「○○(私)さん、今度是非、研究所へ行ってみない?」

ある日、総師長から声をかけられました。看護研究所に代表でいってみないか?という内容でした。

その研究所は、将来の管理職候補者が必須の研究所で、どうして当事25・6才の私が声をかけられたのか疑問でしたが、自分の看護観をじっくり考えてみたい思いもあったので、通学することになりました。

勤務しながら合間合間で通学させてもらうため、勤務日程を組んでもらい半年間通いました。

研究所の先生方はとても厳しく、「血を吐いてでも来なきゃいけない雰囲気ね」と、冗談半分、本気半分で同僚と話していました。

何冊も分厚い課題図書本を購入・読破し、論文を仕上げるのはとてもとても大変でしたが、なんとか論文を仕上げ発表会までこぎつけることができました。

嬉しかったのは、私の論文発表を聞いて、ある看護雑誌の方から掲載のお誘いを頂いたことでした。

また、所属していた病棟看護師長から「○○さんの発表が1番良かったわ」と、お褒めの言葉も頂き大変な思いをした分とてもホっとし、救われた気分でした。

そして、何よりも自分の看護観を確立でき、今後の私の仕事の方向性に揺るぎない核となるものを見出せたのは、大きな収穫でした。

ですが、翌年、その核が見出だせたが故に仕事現場の看護と自分の理想の看護にギャップを感じ、体調を崩して退職となってしましました。
 
1年半の休養を経て、次に働き始めたのはデイサービスセンターでした。

医療の場から、福祉の場への転職でした。

以前、少し体験したデイサービスの現場の雰囲気がとても良く、忙しさと緊張満載の病棟勤務よりも、少し肩の力を抜いて仕事ができました。

夜勤が無いのでお給料は減りましたが、自分の心と身体が健康でいられる職場で働くことが何よりも大切だということがわかりました。

この職場でも課題はあり、悩むこともありましたが一つ一つ乗り越えていくことで大変勉強になり、今までで最も良い勤務ができました。

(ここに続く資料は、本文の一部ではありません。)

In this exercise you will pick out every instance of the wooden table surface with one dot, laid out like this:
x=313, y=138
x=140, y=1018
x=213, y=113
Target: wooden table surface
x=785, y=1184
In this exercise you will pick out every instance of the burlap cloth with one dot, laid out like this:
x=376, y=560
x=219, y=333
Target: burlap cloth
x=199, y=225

おそらく、どの職場に転職しても自分というものが良くわかっていなければ同じような課題にぶつかっていくものであったのだと思います。

その後、結婚・出産を経て現在、10年ぶりに職場復帰をしています。

乳幼児健診での看護師のパート勤務です。

どの職場へ移っても、自分にとって大切なものは何か?、譲れないもの・妥協できるものを判断し、バランスをとりながら仕事をしていくことが大切だという結論にいたりました。

そして何よりも健康で、笑顔で時々輝ける自分・ワクワクする気持ちを大切にしていけば、自分も周りの人も幸せなのではないかな、と感じています。